À titre de chef parlementaire, Gérard Deltell s'occupera des Ressources naturelles, de la Faune et du Plan Nord ainsi que des questions qui touchent la Capitale nationale. Sylvie Roy traitera des sujets en lien avec la Justice, la Sécurité publique, les Transports et la Condition féminine.

Benoit Charette prendra en charge la Culture et les Communications, l'Immigration, les Affaires autochtones et les Relations internationales, tandis que François Bonnardel héritera des Finances, de la Santé et des Services sociaux.
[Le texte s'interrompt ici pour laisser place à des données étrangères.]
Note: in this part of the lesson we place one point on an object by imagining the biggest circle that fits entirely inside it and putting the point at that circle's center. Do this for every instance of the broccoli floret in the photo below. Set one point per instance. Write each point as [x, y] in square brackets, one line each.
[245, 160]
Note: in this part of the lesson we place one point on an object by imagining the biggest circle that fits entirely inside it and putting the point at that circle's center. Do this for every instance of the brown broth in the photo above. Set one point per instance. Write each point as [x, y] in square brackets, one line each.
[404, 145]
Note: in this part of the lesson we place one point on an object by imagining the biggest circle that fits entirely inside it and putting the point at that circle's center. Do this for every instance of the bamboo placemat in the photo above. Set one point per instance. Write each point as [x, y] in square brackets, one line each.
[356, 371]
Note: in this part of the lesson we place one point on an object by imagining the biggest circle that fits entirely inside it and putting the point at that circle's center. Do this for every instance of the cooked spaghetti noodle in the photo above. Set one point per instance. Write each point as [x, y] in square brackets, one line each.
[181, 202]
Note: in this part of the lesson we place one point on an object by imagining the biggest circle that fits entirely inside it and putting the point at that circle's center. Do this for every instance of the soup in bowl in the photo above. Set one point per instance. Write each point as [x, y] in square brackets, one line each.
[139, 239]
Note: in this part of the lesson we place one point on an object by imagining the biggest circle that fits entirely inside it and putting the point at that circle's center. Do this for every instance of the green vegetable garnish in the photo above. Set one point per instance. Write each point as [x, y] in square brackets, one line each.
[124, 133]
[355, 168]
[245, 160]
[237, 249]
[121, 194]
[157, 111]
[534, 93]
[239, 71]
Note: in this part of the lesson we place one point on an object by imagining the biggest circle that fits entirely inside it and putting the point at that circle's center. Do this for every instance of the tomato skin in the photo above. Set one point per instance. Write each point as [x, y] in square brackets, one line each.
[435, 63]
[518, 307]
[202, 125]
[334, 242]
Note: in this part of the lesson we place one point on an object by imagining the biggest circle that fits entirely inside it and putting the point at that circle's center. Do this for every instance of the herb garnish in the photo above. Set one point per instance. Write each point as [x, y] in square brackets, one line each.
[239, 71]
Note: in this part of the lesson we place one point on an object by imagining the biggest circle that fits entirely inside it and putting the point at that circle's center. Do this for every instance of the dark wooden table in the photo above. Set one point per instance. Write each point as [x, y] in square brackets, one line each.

«Ça serait le ''boutte du boutte'' qu'ils ne nous reconnaissent pas comme parti et qu'ils ne soient pas capable de nous donner l'équivalent de le temps de parole qu'était donné à l'ADQ»

Éric Caire, s'occupera de l'Éducation, du Loisir et du Sport, et Daniel Ratthé récupèrera ce qui a trait à la Famille, au Travail et à l'Emploi.

François Rebello s'occupera quant à lui du développement économique et de l'Environnement. Marc Picard assumera le Conseil du Trésor et Janvier Grondin prendra en charge l'Agriculture et les Pêcheries.

«La Coalition peut compter sur une aile parlementaire aguerrie, motivée et fin prête à exprimer les préoccupations des Québécois au gouvernement Charest qui ne cesse de les décevoir depuis presque dix ans. Nous partageons tous l'intime conviction que le Québec doit bouger et que nous pouvons agir comme vecteur du changement tant souhaité par les Québécois», a affirmé M. Legault.

François Legault et les neuf députés du nouveau parti politique, composés de trois anciens péquistes et de six adéquistes, préparent la rentrée parlementaire prévue le 14 février prochain.

C'est Benoit Charette, le député de Deux-Montagnes, qui a quitté le PQ en juin dernier, qui préside le caucus des députés de la CAQ.

«On va être sûrement une bonne opposition. On a besoin de revenir sur les vrais sujets. On va être capable d'interpeller ce gouvernement usé qu'on a actuellement qui ne va nulle part», a insisté François Legault avant le début de la rencontre.

Reconnaissance officielle

La Coalition s'attaque maintenant à la reconnaissance officielle de son parti à l'Assemblée nationale.

Le président de l'Assemblée nationale ne peut reconnaître un groupe de moins de 12 députés sans l'assentiment du premier ministre Jean Charest et de la chef de l'opposition officielle, Pauline Marois.

Madame Marois a d'ailleurs indiqué qu'elle s'y opposerait farouchement.

«Ça fait plusieurs mois que et M. Charest et Mme Marois me demandent de mettre de côté l'organisme à but non lucratif et de créé un parti, ça serait le ‘'boutte du boutte'' qu'ils ne nous reconnaissent pas comme parti et qu'ils ne soient pas capable de nous donner l'équivalent de le temps de parole qu'était donné à l'ADQ», a déclaré François Legault.

Cette reconnaissance permettrait plus de budgets à la Coalition, ainsi que davantage de temps de parole.

Rassembler les troupes

À la tête d'un parti composé d'ex-péquistes, d'ex-adéquistes et d'ex-indépendants, M. Legault doit veiller à rassembler ses troupes.

«Vous allez voir, vous allez vous habituer à travailler ensemble», a-t-il lancé à ces neuf députés, ce qui a déclenché des rires chez les nouveaux coalisés.